The final paperwork is being filed to declare the Department of Energy’s X-326 building at Portsmouth, Ohio, “cold and dark” and ready for demolition, Robert Edwards, manager of the DOE Portsmouth/Paducah Project Office, said Wednesday.
The cold and dark designation could come in early 2018, Edwards and Dennis Carr, site project director for Portsmouth Site cleanup contractor Fluor-BWXT Portsmouth, said during a panel discussion at the National Cleanup Workshop in Alexandria, Va. DOE is shooting for doing the actual demolition in fiscal 2022.
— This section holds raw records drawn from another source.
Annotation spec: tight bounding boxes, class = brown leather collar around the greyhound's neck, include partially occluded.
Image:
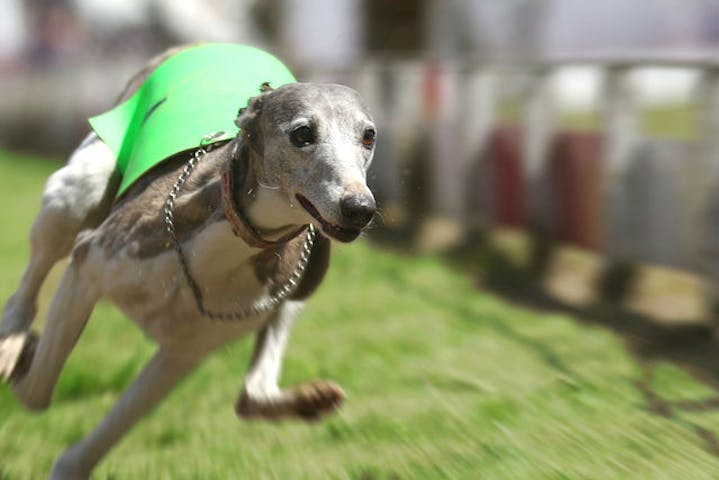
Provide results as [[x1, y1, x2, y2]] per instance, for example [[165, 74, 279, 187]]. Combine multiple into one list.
[[221, 140, 307, 249]]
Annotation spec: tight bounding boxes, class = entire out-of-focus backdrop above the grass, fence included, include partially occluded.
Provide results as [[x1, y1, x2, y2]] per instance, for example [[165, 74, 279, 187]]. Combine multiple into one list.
[[0, 0, 719, 293]]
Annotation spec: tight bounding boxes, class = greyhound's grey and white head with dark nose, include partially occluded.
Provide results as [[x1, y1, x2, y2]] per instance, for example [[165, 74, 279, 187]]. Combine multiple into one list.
[[237, 83, 377, 242]]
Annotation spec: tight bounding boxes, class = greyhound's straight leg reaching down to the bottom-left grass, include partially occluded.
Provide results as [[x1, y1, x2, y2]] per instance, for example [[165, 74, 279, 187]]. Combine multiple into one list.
[[50, 348, 202, 480]]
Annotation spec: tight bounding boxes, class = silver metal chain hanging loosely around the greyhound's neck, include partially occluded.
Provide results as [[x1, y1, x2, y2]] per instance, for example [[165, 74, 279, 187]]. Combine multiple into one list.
[[164, 134, 317, 321]]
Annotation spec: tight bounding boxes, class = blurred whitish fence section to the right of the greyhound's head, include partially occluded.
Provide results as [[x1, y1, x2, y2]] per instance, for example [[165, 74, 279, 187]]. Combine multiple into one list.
[[308, 55, 719, 279]]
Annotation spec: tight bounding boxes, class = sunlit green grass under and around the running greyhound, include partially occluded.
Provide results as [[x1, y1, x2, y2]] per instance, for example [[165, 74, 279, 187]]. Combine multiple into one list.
[[0, 155, 719, 480]]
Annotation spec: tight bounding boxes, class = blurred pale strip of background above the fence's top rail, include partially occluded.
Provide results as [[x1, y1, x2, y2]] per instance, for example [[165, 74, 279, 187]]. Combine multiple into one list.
[[0, 0, 719, 66]]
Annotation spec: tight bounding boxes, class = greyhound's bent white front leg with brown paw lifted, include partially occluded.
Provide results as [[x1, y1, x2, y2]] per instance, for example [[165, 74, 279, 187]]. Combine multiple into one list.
[[236, 301, 344, 420]]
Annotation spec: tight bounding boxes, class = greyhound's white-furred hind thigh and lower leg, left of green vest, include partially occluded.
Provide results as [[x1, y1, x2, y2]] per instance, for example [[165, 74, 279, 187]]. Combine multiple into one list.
[[0, 134, 120, 337]]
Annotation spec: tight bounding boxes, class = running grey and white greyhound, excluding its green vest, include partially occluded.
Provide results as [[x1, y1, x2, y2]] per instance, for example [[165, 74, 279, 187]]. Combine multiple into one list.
[[0, 46, 376, 480]]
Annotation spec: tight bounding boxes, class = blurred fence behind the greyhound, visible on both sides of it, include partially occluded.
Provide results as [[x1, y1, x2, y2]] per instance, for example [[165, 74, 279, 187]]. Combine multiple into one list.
[[0, 52, 719, 296]]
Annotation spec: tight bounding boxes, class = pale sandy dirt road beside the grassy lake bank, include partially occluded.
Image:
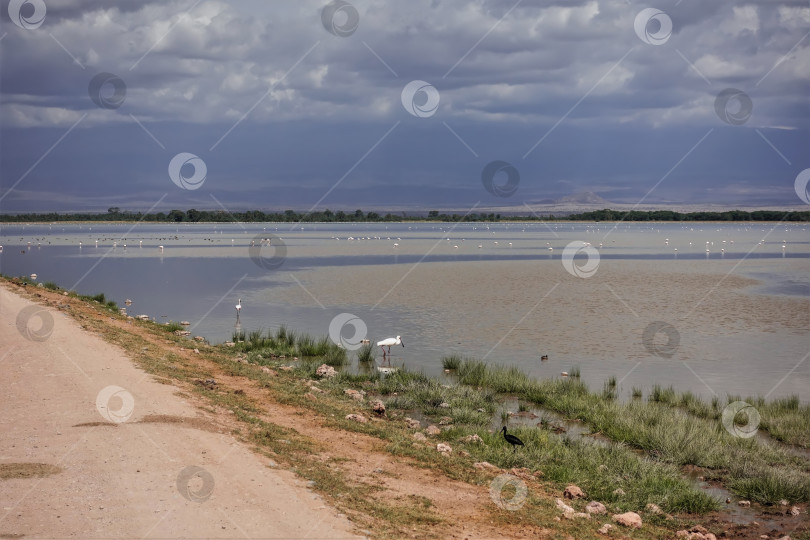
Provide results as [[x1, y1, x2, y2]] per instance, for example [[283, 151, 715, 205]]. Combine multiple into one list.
[[0, 287, 354, 538]]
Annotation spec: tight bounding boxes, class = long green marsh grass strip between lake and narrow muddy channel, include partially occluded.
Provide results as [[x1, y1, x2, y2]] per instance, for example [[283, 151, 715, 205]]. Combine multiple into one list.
[[458, 360, 810, 504]]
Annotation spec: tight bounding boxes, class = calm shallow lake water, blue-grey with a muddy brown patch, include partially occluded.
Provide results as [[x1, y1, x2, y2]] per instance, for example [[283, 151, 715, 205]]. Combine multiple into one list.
[[0, 219, 810, 401]]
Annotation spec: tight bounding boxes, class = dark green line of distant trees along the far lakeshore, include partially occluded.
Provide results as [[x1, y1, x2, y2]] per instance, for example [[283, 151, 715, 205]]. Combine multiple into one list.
[[0, 207, 810, 223]]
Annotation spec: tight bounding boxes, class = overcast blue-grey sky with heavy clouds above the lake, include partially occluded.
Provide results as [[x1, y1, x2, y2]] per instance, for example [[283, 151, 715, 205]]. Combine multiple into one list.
[[0, 0, 810, 212]]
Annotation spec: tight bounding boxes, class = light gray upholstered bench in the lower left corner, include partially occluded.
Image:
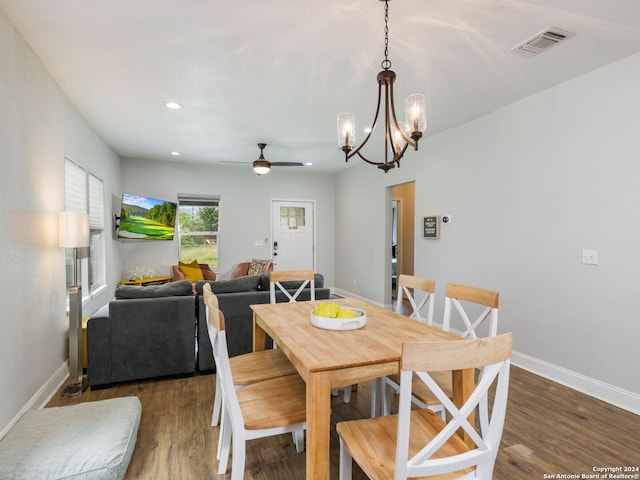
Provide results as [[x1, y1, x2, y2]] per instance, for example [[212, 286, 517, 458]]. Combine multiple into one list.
[[0, 397, 142, 480]]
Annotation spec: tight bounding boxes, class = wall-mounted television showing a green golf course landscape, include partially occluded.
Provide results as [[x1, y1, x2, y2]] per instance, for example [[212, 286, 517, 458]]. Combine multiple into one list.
[[118, 193, 178, 240]]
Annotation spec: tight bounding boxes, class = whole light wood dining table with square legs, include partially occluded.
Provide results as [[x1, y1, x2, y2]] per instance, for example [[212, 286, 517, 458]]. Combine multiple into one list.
[[251, 298, 475, 480]]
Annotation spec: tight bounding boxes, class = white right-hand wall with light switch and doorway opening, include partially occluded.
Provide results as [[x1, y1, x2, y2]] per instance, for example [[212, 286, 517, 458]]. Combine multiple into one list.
[[335, 55, 640, 413]]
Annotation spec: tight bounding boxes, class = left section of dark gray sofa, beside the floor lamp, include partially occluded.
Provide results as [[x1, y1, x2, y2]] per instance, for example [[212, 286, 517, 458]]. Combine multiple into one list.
[[87, 280, 196, 387]]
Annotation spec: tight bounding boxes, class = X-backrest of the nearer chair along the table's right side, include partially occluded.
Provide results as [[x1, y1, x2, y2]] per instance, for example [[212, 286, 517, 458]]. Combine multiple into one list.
[[442, 283, 500, 338]]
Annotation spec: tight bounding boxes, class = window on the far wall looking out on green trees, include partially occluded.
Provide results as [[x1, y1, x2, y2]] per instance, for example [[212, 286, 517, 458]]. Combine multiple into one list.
[[178, 195, 220, 269]]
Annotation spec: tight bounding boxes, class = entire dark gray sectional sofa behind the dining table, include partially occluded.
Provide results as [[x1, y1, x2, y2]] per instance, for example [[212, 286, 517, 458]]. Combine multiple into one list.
[[87, 274, 330, 388]]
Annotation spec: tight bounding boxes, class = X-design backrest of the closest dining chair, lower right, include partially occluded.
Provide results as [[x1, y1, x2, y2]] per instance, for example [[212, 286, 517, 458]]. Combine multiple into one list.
[[395, 333, 513, 479]]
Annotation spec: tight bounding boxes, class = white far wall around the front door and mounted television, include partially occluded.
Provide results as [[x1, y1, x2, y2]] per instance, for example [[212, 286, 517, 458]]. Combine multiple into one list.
[[115, 159, 334, 286]]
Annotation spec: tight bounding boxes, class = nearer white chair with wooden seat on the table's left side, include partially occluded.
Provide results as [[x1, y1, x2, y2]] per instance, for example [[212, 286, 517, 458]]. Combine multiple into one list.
[[207, 298, 306, 480]]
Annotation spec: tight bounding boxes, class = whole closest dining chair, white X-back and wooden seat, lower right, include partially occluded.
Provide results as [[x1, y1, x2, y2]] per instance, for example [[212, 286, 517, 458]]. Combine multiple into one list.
[[336, 333, 513, 480]]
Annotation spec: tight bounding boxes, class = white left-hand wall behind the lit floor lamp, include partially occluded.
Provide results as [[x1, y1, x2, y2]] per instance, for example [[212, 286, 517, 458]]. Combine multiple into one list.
[[0, 9, 120, 437]]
The Portsmouth Site over a period of decades produced enriched uranium for nuclear deterrence and then for the nuclear power industry, before halting operations in 2001. The two-floor X-326, which encompasses 56 acres under one roof, is one of three process buildings to be torn down at Portsmouth.
“Cold and dark” status means the plant is cut off from electricity and remediated to the point to effectively preclude any threat of nuclear criticality. The process required upgrades to some aging infrastructure – including cranes, elevators, lighting — that had eroded at X-326. “We needed that infrastructure,” Carr said.
Fluor-BWXT received its Portsmouth cleanup award in 2011, a contract now worth up to $3.5 billion over 10 years, including options. The contracting team initially anticipated X-326 would be ready for demolition by March 2016, but the current plan gives it until the end of next February to reach that status.